それからは親の膝元で得意なPCのスキルを活かし、ネットを利用して月々○万円程度の収入を得て生活している。
こうして両親や三歳下の弟との接触も極力避けて、大好きなポテチやチョコを片手に乙女ゲーム・ラノベ・深夜アニメにどっぷり漬かって不健康な生活を続けた結果、根暗な上にぽっちゃり体型で非常に残念な女になった自覚はあるが、別に気にしていない―――恋する相手は二次元に大勢いるのだから。
だが、目の前の男……よく見ればペラペラしていない。
触った時点で肉の厚みを感じたのだから間違いなく立体だ。
ということは、もしかしてもしかするとナマ? ナマモノなわけ?!
「¥$’&#-*@{%>?=|~!?!?」
さささ、さわっちゃったッ、ちゅーしちゃったッ!!
デスクへと猛ダッシュしアルコール消毒液のボトルを手に取ると、ノズルを数回プッシュしてこれでもかと透明な液体を手指と唇やその周囲に塗り込める。

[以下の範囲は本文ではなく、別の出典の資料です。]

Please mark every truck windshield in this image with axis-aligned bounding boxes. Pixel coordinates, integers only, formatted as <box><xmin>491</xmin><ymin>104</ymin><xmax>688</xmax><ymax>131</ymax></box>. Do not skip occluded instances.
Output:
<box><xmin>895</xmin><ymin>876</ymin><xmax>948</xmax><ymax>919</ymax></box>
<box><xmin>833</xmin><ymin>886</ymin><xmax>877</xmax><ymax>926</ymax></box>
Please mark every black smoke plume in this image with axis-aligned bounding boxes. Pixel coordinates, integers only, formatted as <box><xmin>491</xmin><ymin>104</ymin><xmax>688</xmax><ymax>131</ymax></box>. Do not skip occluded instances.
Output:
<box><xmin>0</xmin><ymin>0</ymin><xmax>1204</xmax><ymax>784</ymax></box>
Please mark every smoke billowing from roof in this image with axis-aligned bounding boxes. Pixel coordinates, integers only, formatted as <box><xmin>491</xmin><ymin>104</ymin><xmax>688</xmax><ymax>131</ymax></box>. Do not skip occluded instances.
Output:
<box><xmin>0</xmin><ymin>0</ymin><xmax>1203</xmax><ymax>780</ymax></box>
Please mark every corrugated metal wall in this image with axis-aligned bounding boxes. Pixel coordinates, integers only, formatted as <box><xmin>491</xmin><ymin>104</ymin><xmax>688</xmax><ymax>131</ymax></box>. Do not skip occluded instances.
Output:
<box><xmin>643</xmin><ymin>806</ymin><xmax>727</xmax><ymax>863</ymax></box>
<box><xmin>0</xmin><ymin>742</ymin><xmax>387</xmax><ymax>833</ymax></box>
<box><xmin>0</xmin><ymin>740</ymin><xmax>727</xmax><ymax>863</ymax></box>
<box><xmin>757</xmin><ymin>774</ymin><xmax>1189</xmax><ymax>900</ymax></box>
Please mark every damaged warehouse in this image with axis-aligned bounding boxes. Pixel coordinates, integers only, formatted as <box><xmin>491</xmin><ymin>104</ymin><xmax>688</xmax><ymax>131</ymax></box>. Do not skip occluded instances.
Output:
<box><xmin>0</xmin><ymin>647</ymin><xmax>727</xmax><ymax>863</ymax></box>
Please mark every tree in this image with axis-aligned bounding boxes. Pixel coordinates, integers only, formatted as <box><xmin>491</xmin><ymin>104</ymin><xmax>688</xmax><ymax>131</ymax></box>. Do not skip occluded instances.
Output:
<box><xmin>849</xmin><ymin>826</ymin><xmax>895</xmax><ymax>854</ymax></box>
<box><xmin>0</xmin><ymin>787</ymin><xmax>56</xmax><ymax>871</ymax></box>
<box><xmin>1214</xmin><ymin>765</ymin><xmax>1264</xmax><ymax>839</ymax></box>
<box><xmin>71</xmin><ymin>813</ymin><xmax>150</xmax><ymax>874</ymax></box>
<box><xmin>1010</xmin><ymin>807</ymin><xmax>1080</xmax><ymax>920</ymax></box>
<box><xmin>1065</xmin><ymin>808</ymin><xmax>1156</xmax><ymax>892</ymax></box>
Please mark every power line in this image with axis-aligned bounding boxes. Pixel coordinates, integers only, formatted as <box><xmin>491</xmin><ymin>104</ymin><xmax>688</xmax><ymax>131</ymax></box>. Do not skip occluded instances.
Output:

ヒリヒリとした刺激を感じ、強いアルコール臭が鼻をつくが、そんなことは気にしていられない。
「あ、あのぉ…………?」
男はかなりの長身のくせに器用に上目遣いで申し訳なさそうにしながら寄ろうとするのを、今度は消毒用アルコールスプレーを霧状に噴出させて阻止した。
「よ、寄るな! 去ね! 悪魔、ケダモノッ!!」
「! も、申し訳ありません! いきなり口付けしてしまった事は謝ります。しかし、あんな風に触れられては健康な成人男性としては、その―――なんと言いますか、我慢が難しいものでして……」
容赦なく噴きつけられるスプレーから顔を庇いながら、しどろもどろにモゴモゴと言い訳をしているが―――。
「うるさい、うるさい、うるさーーい!!」
二次元にしか興味のないわたしがリアル男の事情など分かるはずもない。正論ぽい言い訳をされても触れ合ってしまった事実は変わらないじゃないか!